CINEMA ET LITTERATURE dimanche 14 juin 2026 à 10h30
CINEMA ET LITTERATURE dimanche 14 juin 2026 à 10h30

Heure et lieu

14 juin 2026, 10:30 – 13:30

LE COLISÉE CARCASSONNE

À propos de l'événement

Journée exceptionnelle à Carcassonne

  • 10h30 au Colisée présentation et projection de Les Harmonies Werckmeister de Béla Tarr

  • 13h30 pique-nique tiré du sac au Campus Faol, 17 quai Riquet (5mn à pied du Colisée), suivi d'échanges et lectures de textes choisis de László Krasznahorkai

  • Table de littérature avec Mots et Cie

  • mardi 16 juin de 17h30 à 18h30 à la MJC , 91 rue Aimé Ramond, lectures de textes choisis de L. Krasznahorkai


Les Harmonies Werckmeister

Drame - 2h25 (19/02/2003) de Béla Tarr, Agnès Hranitzky, scénario Béla Tarr et László Krasznahorkai

avec Peter Fritz, Lars Rudolph, Hanna Schygulla

Titre original Werckmeister harmoniak

Synopsis :

Le pays est en proie au désordre, des gangs errent dans la capitale. Valushka, un postier, s'extasie sur le miracle de la création et se bat contre l'obscurantisme. Dans un café, il tente d'entraîner les clients ivres dans ses visions cosmologiques, puis, à travers la ville, chez Monsieur Eszter, un vieil homme occupé à accorder un piano pour retrouver l'harmonie du clavecin qui a été brisée par l'invention Werckmeister.

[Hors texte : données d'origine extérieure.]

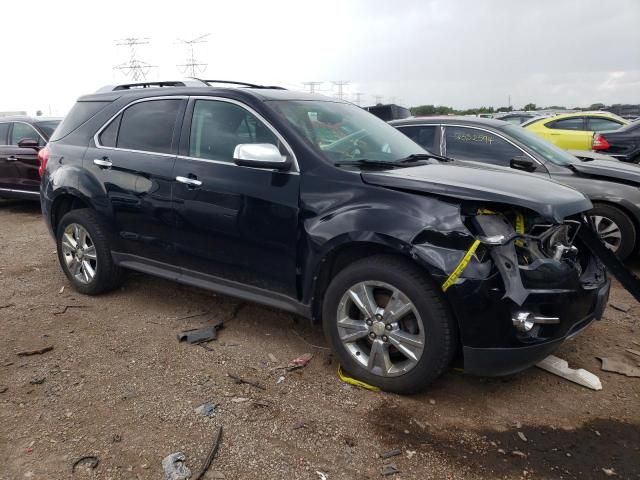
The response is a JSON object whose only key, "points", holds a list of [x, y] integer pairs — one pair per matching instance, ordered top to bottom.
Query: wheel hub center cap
{"points": [[378, 328]]}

Un mystérieux cirque est installé sur la grande place où la foule muette se rassemble.

Valushka court sous un ciel de plomb, le vent souffle, on est en novembre et c'est déjà l'hiver, le brouillard se répand, plus épais que jamais, la lumière est glacée, brutale, irréelle, les rues couvertes de détritus, les immeubles délabrés, des vitrines ont été brisées ; plus de médecins, plus d'écoles, l'heure du Jugement dernier serait-elle arrivée ?



CRITIQUES

Le Monde :

Les Harmonies Werckmeister en impose par sa beauté, et aussitôt fait place à chacun, pour habiter cet espace paradoxal, puisque à la fois tragique et complexe. La raison en est très simplement donnée dans la scène d'ouverture, ballet guilleret et programme philosophique indépassable. Au bistrot, sous l'influence inspirée du poète, les hommes sont – littéralement – l'univers. A eux revient d'en danser les éclipses – et le rayonnement.

Cahiers du Cinéma :

Ce cinéma, qui tient d'une sorte de naturalisme fantastique pris dans l'étau d'une rigueur kubrickienne, couve littéralement ses personnages, donnant à voir le monde non à travers les yeux d'un démiurge omniscient (on est loin de Japon), mais dans celui, bouleversant, d'un simple bohémien contemplateur de la chute des astres.

Télérama :

Ces Harmonies Werckmeister, chargées parfois de symboles un peu démonstratifs, n'atteignent pas la splendeur décadente du Tango de Satan (...). Mais Béla Tarr aura été là pour saisir ce lent moment de basculement en offrant dans le même temps, à travers ses images de recueillement profane, un peu de paix.

Les Inrockuptibles :

Une balade surréelle et contemplative, orchestrée par un vrai magicien de l'image.